On Kadena Air Base, Okinawa prefecture, an accident blamed on a malfunctioning sprinkler system discharged tens of thousands of liters of firefighting foam in December 2013.Photo: USAF/US Freedom of Information Act

And that wasn’t the only time Marines had an accidental release of firefighting foam, right? There was also a December 2019 incident in which 38,000 liters of PFAS-containing foam were unintentionally sprayed out of the system.

Yes, and there was also a 2015 incident in which a drunk Marine launched the sprinkler as an act of vandalism. That released tens of thousands of liters of firefighting foam.

What happened to him?

He received a pay cut and 3 months in the brig. But the Japanese government didn’t do anything to him because they didn’t know about it. On-duty service members are exempt from prosecution for damage to Japanese property. Time and time again, it’s been the Marines who have damaged the environment at Okinawa.
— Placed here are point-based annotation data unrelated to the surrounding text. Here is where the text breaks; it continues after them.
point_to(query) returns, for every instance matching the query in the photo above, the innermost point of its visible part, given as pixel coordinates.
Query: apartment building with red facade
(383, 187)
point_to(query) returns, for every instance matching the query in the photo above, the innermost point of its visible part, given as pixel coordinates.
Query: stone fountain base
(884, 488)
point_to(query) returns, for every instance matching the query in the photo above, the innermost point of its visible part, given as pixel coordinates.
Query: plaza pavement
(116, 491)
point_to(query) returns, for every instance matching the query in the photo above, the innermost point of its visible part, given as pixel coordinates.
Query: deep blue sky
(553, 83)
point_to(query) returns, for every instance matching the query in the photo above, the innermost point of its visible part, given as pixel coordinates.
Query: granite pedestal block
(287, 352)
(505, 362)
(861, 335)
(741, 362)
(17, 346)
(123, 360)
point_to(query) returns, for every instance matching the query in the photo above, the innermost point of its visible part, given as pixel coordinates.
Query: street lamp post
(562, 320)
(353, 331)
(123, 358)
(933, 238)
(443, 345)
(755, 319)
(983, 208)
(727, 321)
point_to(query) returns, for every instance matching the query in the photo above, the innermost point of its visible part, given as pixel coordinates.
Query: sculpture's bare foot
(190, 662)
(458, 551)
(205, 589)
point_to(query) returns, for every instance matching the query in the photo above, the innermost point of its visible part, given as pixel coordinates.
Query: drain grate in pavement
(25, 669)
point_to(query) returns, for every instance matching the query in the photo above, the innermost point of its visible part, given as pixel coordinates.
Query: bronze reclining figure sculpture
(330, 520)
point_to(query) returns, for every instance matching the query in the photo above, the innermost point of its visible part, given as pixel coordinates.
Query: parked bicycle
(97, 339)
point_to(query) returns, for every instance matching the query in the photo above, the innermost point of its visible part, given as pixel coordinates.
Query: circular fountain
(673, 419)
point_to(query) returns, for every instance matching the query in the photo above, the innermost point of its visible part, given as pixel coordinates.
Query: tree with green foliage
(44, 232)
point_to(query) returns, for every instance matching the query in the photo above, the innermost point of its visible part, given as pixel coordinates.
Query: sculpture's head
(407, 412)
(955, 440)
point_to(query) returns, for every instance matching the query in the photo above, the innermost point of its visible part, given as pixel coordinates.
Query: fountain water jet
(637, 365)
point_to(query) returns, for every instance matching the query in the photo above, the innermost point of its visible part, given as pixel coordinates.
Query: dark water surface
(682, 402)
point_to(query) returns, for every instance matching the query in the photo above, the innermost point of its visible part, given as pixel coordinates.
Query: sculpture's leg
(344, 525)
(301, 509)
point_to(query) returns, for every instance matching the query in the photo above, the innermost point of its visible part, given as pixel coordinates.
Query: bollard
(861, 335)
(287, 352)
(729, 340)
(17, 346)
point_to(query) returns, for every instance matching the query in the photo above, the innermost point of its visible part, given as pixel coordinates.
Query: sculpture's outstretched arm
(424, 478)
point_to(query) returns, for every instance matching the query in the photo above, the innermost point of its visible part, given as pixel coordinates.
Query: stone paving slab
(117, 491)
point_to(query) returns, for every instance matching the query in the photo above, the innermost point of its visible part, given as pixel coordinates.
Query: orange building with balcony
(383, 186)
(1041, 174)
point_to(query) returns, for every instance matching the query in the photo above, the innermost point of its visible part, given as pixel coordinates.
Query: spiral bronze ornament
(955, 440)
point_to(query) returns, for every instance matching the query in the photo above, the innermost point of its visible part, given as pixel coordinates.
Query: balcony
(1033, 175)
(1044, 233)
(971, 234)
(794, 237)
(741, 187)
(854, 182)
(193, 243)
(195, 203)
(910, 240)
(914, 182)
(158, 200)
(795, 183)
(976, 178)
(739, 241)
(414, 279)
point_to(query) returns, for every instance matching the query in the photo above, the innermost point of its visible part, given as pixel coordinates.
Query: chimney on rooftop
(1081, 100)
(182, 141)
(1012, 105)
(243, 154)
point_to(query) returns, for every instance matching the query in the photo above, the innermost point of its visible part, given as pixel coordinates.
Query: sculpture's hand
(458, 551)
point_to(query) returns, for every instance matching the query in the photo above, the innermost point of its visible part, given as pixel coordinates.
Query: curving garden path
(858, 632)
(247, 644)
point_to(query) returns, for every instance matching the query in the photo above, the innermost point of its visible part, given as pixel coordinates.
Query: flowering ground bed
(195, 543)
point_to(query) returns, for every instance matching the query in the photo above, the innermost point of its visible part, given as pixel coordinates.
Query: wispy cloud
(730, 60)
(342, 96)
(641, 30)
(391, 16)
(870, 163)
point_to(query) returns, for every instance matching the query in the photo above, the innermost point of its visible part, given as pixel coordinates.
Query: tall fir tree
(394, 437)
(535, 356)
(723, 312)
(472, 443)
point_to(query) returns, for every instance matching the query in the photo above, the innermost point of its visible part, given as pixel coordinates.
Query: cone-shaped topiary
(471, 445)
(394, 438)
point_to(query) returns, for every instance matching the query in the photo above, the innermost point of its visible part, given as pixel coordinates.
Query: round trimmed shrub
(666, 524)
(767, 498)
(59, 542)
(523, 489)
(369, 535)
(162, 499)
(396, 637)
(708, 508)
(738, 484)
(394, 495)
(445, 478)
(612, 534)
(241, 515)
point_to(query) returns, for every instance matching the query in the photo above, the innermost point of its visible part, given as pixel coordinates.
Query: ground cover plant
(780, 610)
The incineration of PFAS has recently become a big issue here in the U.S. I noticed that AFFF from the Marine base in Okinawa was incinerated, and the waste from the incineration was buried at an Okinawan landfill that was later found to have extremely high levels of PFAS in its groundwater.

Yes. The Marine Corps didn’t notify the contractor that the material it was burning contained PFAS.

What happened when you asked the Marine Corps about that?

They defended their procedures as “appropriate.”

Some of the emails you obtained through FOIA were about you. One described you as “adversarial” and called the tone of your reporting “hostile.” Another said, “He has an agenda and is fairly open about it.”

When I was invited to give a talk at an American university in Tokyo in 2016, the U.S. embassy in Tokyo reached out to the university and asked that a State Department official be present at the talk and be allowed to rebut the talk. None of this has surprised me. Since Hiroshima and Nagasaki, the U.S. military has been covering up contamination and pressuring journalists who reveal that contamination.

Do you think your reporting is hostile?

No. I hear from U.S. service members that it helps them and their families so much. It’s not anti-military, it’s anti-pollution.